Для княжны Мери, переезжающей с Печориным горную речку[317]
, Серову немного позировала Надя на лошади; она осталась похожей…Для спящей Тамары[318]
он рисовал Аделаиду Яковлевну на маминой кровати, в угловой комнате, наверху. Навзничь, как-то по-восточному плоско лежит Тамара.В той же небольшой угловой маминой комнате, где Серов рисовал спящую Тамару (окна там на одной стене, и лишь одно – на стене, которая под углом), в 1895 году он писал второй раз Марью Яковлевну (модель «Девушки под деревом»), сидящую на мамином письменном столе[319]

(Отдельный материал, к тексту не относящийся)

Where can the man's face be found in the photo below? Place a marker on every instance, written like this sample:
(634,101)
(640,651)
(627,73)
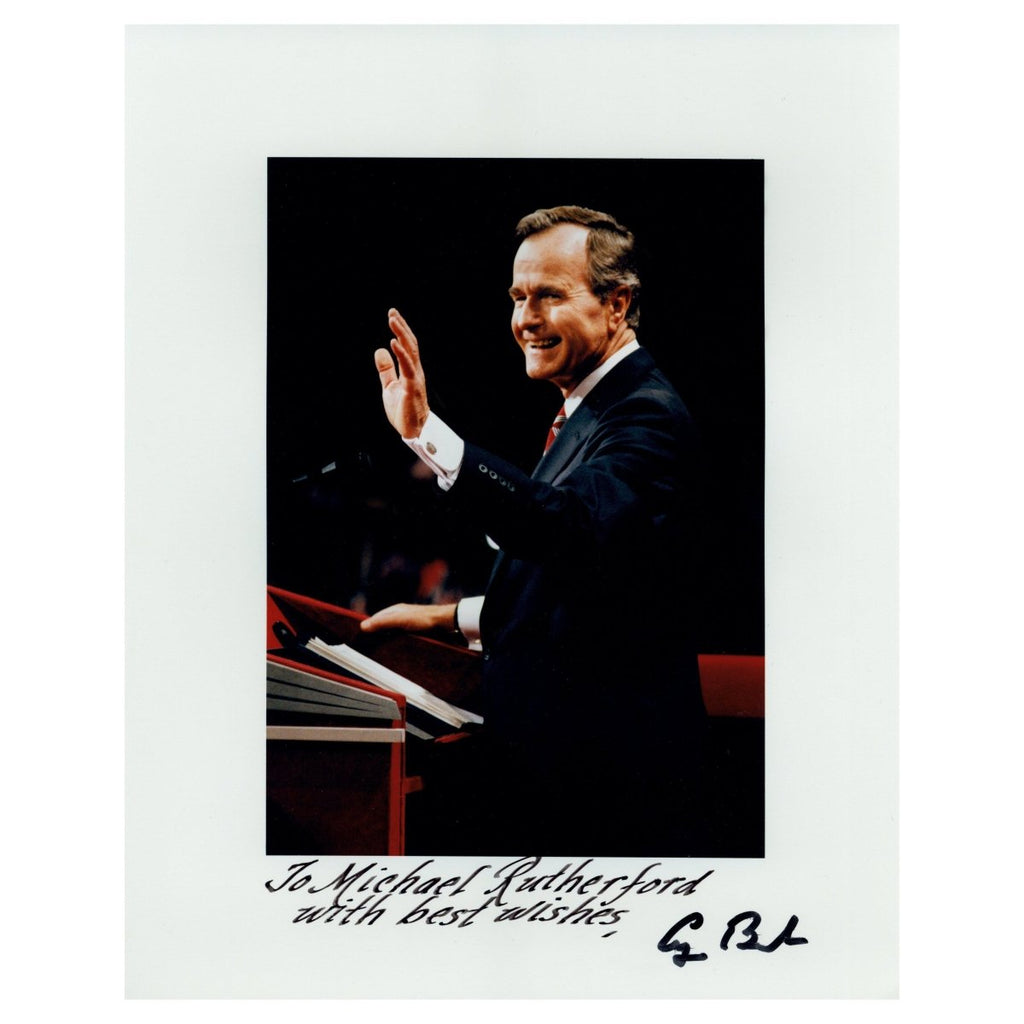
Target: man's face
(563,329)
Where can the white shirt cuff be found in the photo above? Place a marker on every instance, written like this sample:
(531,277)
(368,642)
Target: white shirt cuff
(467,614)
(440,448)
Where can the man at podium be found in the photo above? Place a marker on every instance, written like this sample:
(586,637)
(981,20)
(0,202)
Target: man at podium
(594,719)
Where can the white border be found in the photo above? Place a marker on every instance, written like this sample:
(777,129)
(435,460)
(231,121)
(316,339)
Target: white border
(948,120)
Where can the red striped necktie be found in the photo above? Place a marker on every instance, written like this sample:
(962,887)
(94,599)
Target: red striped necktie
(555,427)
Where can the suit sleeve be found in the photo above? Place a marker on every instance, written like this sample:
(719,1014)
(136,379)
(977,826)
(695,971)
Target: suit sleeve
(628,475)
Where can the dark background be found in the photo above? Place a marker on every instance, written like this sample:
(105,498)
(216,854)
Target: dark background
(347,239)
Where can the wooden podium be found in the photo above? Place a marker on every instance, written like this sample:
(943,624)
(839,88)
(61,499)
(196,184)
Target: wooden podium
(337,784)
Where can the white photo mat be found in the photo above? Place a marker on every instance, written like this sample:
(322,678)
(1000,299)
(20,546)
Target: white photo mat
(206,107)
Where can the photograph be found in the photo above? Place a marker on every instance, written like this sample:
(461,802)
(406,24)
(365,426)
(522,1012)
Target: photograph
(617,663)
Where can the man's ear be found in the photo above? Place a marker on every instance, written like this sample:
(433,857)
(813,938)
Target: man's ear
(619,304)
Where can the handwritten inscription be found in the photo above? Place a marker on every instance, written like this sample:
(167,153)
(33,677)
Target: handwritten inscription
(517,891)
(683,952)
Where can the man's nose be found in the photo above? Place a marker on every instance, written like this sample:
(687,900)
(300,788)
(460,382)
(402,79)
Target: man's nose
(528,315)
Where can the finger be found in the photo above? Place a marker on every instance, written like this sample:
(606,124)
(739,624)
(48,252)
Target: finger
(389,617)
(385,367)
(401,329)
(409,359)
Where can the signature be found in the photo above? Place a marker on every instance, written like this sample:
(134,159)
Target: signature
(683,952)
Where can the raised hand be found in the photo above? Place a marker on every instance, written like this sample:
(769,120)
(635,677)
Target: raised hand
(403,387)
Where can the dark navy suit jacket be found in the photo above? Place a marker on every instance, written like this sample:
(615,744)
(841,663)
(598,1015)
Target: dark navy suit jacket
(593,710)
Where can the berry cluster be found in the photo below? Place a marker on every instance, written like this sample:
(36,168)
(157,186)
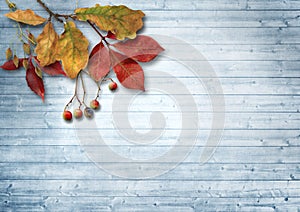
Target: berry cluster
(88,111)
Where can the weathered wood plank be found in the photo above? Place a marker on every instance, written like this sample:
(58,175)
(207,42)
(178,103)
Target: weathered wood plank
(150,188)
(231,86)
(234,103)
(203,19)
(204,35)
(172,4)
(223,69)
(127,203)
(184,171)
(104,120)
(65,137)
(245,53)
(63,154)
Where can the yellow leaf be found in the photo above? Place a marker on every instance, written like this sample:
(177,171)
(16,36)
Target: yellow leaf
(16,61)
(72,50)
(47,45)
(26,17)
(120,20)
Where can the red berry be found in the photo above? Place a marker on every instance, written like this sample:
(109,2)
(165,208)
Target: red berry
(88,112)
(67,115)
(78,113)
(113,86)
(94,104)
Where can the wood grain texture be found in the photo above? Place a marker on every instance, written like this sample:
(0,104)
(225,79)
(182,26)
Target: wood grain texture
(254,48)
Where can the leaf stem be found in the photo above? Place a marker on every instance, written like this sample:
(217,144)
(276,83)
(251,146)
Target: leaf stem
(102,37)
(75,95)
(83,88)
(55,15)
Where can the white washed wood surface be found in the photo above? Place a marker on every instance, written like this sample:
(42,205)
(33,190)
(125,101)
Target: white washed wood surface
(253,46)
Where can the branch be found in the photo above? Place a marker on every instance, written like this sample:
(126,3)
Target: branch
(49,11)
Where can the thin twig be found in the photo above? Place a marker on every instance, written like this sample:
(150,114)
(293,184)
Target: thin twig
(95,28)
(84,91)
(49,11)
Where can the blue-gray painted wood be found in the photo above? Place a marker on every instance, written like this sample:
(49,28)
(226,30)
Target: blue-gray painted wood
(254,48)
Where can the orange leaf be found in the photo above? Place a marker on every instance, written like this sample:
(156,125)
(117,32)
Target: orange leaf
(120,20)
(142,48)
(47,45)
(34,82)
(26,17)
(129,72)
(72,50)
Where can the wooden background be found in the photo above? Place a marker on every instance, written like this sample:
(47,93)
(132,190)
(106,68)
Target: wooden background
(253,45)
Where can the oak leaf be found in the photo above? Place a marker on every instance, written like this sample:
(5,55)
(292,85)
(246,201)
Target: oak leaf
(72,50)
(128,71)
(142,48)
(120,20)
(26,17)
(34,82)
(99,63)
(47,45)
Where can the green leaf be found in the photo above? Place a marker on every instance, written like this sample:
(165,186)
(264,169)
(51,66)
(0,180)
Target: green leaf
(120,20)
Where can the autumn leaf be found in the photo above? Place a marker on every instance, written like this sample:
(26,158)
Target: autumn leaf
(142,48)
(111,35)
(120,20)
(129,72)
(26,17)
(34,82)
(99,63)
(16,61)
(72,50)
(10,65)
(53,70)
(47,45)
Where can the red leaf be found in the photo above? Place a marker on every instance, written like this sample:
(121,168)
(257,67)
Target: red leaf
(53,69)
(99,63)
(129,72)
(111,35)
(10,66)
(34,82)
(95,49)
(142,48)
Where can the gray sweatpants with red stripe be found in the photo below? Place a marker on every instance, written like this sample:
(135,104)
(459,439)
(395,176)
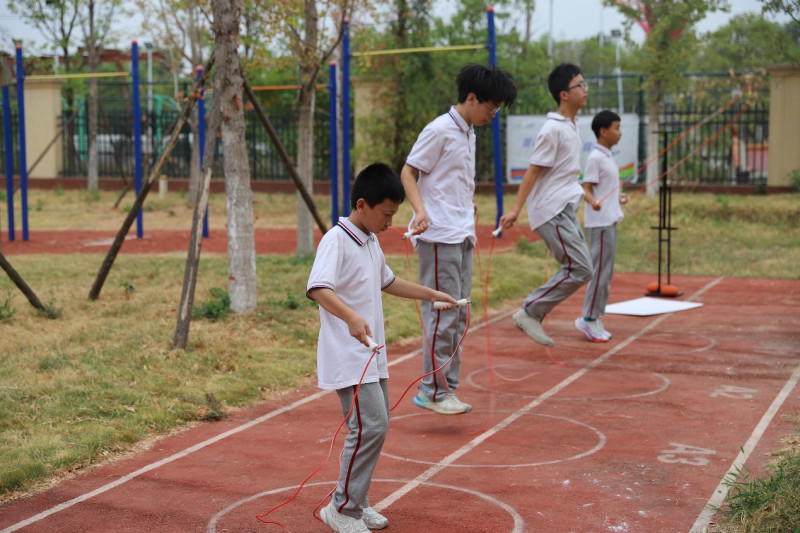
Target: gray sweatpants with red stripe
(446,268)
(564,237)
(368,423)
(603,245)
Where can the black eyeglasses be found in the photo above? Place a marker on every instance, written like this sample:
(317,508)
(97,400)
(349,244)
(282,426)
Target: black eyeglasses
(583,85)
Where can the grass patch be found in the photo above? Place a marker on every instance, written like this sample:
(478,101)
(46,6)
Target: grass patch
(102,377)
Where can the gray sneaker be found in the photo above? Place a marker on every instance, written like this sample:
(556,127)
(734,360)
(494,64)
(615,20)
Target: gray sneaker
(531,327)
(341,523)
(373,519)
(448,406)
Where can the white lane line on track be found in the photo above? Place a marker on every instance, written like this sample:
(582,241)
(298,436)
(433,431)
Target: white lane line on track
(719,494)
(199,446)
(450,459)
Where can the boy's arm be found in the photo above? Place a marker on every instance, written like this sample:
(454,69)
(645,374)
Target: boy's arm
(409,176)
(588,196)
(330,301)
(408,289)
(528,181)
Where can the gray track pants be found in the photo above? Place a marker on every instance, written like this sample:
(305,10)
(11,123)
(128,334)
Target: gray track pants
(446,268)
(368,423)
(564,237)
(603,245)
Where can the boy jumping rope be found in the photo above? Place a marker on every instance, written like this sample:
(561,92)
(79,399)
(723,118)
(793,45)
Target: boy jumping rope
(601,193)
(550,188)
(346,280)
(439,180)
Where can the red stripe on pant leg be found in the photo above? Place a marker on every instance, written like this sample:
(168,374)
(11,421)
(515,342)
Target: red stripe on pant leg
(355,452)
(600,269)
(436,327)
(569,268)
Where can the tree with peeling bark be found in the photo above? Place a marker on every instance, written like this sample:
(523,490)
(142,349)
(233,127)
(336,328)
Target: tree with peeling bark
(668,24)
(311,31)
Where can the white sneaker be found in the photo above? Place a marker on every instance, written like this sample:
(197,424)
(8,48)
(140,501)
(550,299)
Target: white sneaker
(448,406)
(373,519)
(592,330)
(531,327)
(606,333)
(341,523)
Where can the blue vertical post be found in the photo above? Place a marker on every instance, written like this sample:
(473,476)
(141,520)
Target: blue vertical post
(498,162)
(23,163)
(201,136)
(346,118)
(9,145)
(137,132)
(334,145)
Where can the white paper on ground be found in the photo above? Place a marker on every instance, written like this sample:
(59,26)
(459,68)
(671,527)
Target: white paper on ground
(649,306)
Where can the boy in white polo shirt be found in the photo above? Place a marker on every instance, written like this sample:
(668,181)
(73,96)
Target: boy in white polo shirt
(346,280)
(550,188)
(439,179)
(601,193)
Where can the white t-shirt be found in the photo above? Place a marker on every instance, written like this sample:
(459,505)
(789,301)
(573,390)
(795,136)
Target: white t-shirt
(444,154)
(351,263)
(602,170)
(558,150)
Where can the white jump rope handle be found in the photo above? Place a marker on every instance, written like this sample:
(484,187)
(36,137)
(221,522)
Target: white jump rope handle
(372,344)
(445,305)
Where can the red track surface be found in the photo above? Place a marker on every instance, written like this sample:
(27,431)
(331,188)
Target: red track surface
(634,435)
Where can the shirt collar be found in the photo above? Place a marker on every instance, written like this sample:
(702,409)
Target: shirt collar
(459,120)
(353,232)
(603,150)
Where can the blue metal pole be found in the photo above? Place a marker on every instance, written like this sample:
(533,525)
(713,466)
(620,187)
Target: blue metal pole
(23,163)
(498,163)
(333,144)
(137,133)
(9,161)
(346,118)
(201,136)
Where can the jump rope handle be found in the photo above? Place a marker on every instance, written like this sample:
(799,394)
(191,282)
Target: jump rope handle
(372,344)
(444,305)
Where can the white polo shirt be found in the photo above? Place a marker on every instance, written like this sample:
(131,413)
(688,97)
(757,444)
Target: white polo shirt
(444,154)
(351,263)
(602,170)
(558,150)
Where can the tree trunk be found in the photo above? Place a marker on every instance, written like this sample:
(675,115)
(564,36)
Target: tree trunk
(305,134)
(228,89)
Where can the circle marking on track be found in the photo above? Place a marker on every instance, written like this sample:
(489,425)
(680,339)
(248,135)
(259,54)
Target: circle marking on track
(665,383)
(601,442)
(519,522)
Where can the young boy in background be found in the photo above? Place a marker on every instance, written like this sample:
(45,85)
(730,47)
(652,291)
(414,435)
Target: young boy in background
(601,194)
(346,280)
(439,180)
(551,190)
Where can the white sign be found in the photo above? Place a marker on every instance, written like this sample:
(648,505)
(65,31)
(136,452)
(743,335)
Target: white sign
(522,130)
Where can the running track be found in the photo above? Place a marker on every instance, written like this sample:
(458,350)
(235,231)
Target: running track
(634,435)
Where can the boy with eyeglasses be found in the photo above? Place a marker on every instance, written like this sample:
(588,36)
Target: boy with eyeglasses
(439,181)
(550,188)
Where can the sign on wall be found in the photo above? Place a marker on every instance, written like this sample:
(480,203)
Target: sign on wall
(522,130)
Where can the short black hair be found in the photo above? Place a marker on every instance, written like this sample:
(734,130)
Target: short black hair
(376,183)
(603,119)
(487,83)
(559,79)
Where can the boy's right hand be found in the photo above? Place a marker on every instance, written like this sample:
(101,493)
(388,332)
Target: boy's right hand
(419,223)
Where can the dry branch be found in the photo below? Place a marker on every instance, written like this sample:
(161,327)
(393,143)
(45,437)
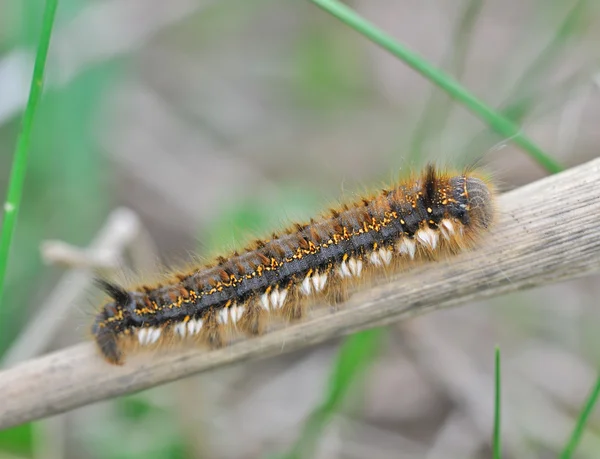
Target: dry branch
(547,232)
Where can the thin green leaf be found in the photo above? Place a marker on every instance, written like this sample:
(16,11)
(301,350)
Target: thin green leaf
(571,446)
(491,117)
(497,445)
(438,107)
(19,166)
(525,93)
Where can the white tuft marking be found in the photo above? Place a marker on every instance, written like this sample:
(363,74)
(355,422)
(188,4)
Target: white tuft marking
(282,297)
(143,336)
(319,281)
(374,258)
(386,256)
(447,228)
(305,287)
(236,313)
(264,301)
(153,335)
(428,238)
(275,298)
(194,326)
(180,329)
(408,246)
(355,266)
(343,270)
(223,316)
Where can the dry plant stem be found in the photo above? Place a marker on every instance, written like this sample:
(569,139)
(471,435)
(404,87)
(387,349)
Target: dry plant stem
(120,230)
(547,232)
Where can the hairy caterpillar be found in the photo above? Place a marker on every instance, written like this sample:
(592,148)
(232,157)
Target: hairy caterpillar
(417,219)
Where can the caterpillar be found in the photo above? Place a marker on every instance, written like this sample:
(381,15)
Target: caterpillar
(317,262)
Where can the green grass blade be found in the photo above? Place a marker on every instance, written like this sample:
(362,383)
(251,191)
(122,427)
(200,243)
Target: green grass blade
(438,107)
(491,117)
(497,444)
(19,166)
(355,355)
(567,453)
(525,94)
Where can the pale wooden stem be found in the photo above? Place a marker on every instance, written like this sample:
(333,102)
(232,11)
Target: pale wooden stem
(547,232)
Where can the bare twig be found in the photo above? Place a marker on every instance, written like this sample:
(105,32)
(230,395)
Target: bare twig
(121,228)
(547,232)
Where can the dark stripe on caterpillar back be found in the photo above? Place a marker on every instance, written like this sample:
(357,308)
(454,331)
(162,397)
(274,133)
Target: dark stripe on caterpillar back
(319,261)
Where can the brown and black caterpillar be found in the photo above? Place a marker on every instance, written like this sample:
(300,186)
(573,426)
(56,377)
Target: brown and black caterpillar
(319,261)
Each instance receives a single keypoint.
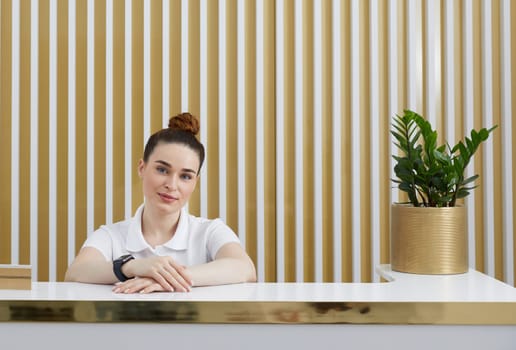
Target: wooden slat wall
(295, 99)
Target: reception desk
(470, 310)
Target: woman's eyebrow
(162, 162)
(168, 165)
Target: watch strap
(117, 266)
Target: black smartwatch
(117, 266)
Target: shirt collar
(136, 242)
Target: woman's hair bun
(186, 122)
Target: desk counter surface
(470, 298)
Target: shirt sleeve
(219, 234)
(101, 240)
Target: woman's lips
(167, 198)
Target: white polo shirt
(195, 242)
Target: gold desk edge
(260, 312)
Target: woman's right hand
(171, 275)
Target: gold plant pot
(429, 240)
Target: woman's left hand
(138, 285)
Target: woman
(163, 248)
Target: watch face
(125, 258)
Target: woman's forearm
(223, 271)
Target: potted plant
(429, 231)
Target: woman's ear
(141, 167)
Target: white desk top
(455, 294)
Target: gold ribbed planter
(429, 240)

.Домашний букетик с двумя-тремя настурциями на столе. Пушистые Машины волосы. Перед окном они ореолом светятся над лицом, которое в теплой полутени и такое свежее. Светится край пушистой щеки, освещенной сзади.
На стене, на фоне – книжная полочка, висящая на вышитых гарусом тесемках, оставшаяся от воробьевских времен Домотканова.
Этот прекрасный портрет, один из лучших портретов Серова, находится во Франции. Львовы, живущие во французской деревне, прислали, было, его н Россию на посмертную выставку Серова в 1914 году, но после выставки взяли обратно.
Поскольку портрет был сразу после передвижной выставки в 1896 году подарен Валентином Александровичем Маше, он остался сравнительно малоизвестным. Его любили и ценили домашние. Но не приложилось еще к этой вещи настоящего ее значения в ряду женских портретов русской живописи.
Валентин Александрович писал этот портрет без натуги, весело. Он просил Машу «думать о чем-нибудь веселом», чтобы выражение лица было такое, как ему хотелось.
«Опять думаешь о печальном?» – нет-нет да заметит ей, видимо подразумевая какой-то разговор. Она рассмеется, и опять глаза и рот надолго веселые.
Маша тогда недавно была замужем, приехала ненадолго из Парижа. Муж не мог приехать с вею – он был эмигрантом царского времени.
Серов поддразнивал ее и тем, что она пудрит компактной палевой пудрой «Дорин» носик (в России этого еще не водилось), и тем, что так изменилась по Франции ее наружность, и что она через день посылает по письму.
Иногда, пока Серов работал, читали вслух.
Валентин Александрович сказал по этому поводу, что под чтение писать хорошо: «Слушаешь – мозг связан, и пишешь лучше».
Во время отдыха кто-нибудь из детей Дервизов приносил из сада яблоки-опадыши. Валентин Александрович грыз их одно за другим, страшно морщась от этой кислятины, но все же поглощал их с комическим остервенением.
Перед войной во Франции 1939 года Маша писала мне, что хочет завещать этот портрет Третьяковской галерее после своей смерти.
Что-то теперь с портретом? Цел ли он? Жива ли Марья Яковлевна?[320]
Перед самой войной она успела прислать в дар Третьяковской галерее несколько юношеских рисунков Серова, последних, что у нее оставались, еще более ценных, чем присланные ею раньше с его письмами и тоже переданные в Третьяковскую галерею[321]
Последний ее дар составляют: карандашный, очень обстоятельный портрет мамы 1881 года с подписью юноши Серова на нем: «Маше и Наде от С.»; ее, Маши, поясной портрет в натуру на большом листе бумаги, карандашом, сделанный, когда и ему и ей было лет по четырнадцати[322]
.Шея и подбородок в Машином портрете нарисованы еще по-детски, но глаза сделаны совсем замечательно.